In this retrospective observational cohort study, the investigators examined all patients admitted to a large academic medical institution primarily for GI bleeding between 10 July 2014 and 1 January 2018, eventually identifying a total of 1,150 patients eligible for analysis. Those under 18 years old, who developed bleeding while hospitalized, or who were transferred were not included.

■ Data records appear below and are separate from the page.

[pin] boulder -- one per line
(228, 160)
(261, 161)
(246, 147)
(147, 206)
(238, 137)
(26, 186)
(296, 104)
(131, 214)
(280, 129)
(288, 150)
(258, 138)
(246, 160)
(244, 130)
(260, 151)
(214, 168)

The number of complete blood counts collected in the first 48 hours of admission was the primary outcome. The investigators then conducted propensity-matched analysis to assess blood transfusion, units of blood transfused, time-to-endoscopy, mortality, and 30-day readmission rate.
In the first 48 hours, 5.6 complete blood counts were collected on average. Of the patients, 67 percent received blood transfusions (average of 2.6 units of packed red blood cells).
Patients with more frequent monitoring had similar hospital length of stay and mortality rates but were more likely to receive a blood transfusion (0.93 vs 0.76; p<0.05) and, if transfused, to receive more blood (4 vs 2 units; p<0.05) when matched for comorbidity, anticoagulant use, location (ward vs intensive care unit), vital signs, haemoglobin levels, and international normalized ratio.